Closed mulderdt closed 3 days ago
Hi @mulderdt, we're working on tuning the auto batchsize calculation to deliver both stability and performance which is challenging over many hardware variants.
You found the appropriate solution though which is to tune the batchsize yourself.

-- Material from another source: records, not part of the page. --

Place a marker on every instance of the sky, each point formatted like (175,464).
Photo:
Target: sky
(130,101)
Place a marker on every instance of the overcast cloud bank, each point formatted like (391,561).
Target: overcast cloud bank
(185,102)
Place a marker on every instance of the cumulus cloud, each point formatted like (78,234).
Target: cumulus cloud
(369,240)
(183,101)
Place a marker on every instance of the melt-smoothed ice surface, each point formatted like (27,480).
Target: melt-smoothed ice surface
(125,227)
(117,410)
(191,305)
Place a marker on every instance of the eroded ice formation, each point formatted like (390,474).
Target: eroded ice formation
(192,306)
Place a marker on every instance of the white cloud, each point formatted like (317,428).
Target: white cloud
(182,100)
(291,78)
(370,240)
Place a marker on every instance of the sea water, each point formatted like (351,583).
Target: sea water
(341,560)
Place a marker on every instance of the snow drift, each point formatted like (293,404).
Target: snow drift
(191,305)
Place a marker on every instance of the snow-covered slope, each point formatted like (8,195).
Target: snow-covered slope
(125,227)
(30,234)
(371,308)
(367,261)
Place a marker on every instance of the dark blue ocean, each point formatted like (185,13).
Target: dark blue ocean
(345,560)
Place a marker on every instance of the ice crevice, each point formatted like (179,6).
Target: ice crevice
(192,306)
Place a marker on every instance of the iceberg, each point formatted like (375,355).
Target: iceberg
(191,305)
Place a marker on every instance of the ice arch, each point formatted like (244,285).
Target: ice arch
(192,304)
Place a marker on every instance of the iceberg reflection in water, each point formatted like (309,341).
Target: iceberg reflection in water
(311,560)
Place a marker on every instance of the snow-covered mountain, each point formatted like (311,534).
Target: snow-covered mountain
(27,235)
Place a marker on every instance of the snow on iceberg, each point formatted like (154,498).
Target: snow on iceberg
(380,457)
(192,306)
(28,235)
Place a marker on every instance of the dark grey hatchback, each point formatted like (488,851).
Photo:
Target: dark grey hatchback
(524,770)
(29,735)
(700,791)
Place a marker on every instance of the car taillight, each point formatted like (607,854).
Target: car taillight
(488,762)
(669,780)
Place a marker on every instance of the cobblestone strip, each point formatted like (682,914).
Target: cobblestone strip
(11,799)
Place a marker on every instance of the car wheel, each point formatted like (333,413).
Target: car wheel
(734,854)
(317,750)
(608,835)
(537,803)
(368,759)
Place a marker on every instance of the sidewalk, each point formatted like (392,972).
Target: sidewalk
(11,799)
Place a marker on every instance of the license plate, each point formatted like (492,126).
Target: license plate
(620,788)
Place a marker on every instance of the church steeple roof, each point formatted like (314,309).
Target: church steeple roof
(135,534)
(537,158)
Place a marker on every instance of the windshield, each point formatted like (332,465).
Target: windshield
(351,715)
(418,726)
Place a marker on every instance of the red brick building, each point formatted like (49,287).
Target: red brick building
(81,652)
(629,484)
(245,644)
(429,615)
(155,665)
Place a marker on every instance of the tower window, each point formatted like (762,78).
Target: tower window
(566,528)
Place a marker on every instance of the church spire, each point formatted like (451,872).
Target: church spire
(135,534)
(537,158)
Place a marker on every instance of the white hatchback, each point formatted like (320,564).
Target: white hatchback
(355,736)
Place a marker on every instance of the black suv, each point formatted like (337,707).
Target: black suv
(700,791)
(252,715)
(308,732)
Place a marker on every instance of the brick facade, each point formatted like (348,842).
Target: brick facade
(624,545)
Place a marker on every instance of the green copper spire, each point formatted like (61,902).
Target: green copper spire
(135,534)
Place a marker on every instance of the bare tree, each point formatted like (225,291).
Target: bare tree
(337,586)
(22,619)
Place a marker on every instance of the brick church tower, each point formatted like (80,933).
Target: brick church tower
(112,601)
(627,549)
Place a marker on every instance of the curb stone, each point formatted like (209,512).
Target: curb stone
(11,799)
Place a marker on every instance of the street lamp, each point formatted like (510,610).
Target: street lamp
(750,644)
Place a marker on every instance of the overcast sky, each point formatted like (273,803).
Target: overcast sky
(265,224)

Does this mean you're issue is resolved?
Best regards, Rich
I have same issue when running on only four POD5 files.
command:
dorado basecaller hac,5mCG_5hmCG /project/sli68423_1316/users/yang/aml_nanopore/results/2024_10_30_guppy_run_test/run_script_PT01/input_pod5/ -x auto --verbose -r --reference /project/sli68423_1316/users/yang/reference/chm13v2.0/chm13v2.0.fa --output-dir /project/sli68423_1316/users/yang/aml_nanopore/results/2024_10_30_guppy_run_test/run_script_PT01/dorado_calls_PT01
error message:
[2024-10-30 09:54:39.902] [info] Running: "basecaller" "hac,5mCG_5hmCG" "/project/sli68423_1316/users/yang/aml_nanopore/results/2024_10_30_guppy_run_test/run_script_PT01/input_pod5/" "-x" "auto" "--verbose" "-r" "--reference" "/project/sli68423_1316/users/yang/reference/chm13v2.0/chm13v2.0.fa" "--
output-dir" "/project/sli68423_1316/users/yang/aml_nanopore/results/2024_10_30_guppy_run_test/run_script_PT01/dorado_calls_PT01"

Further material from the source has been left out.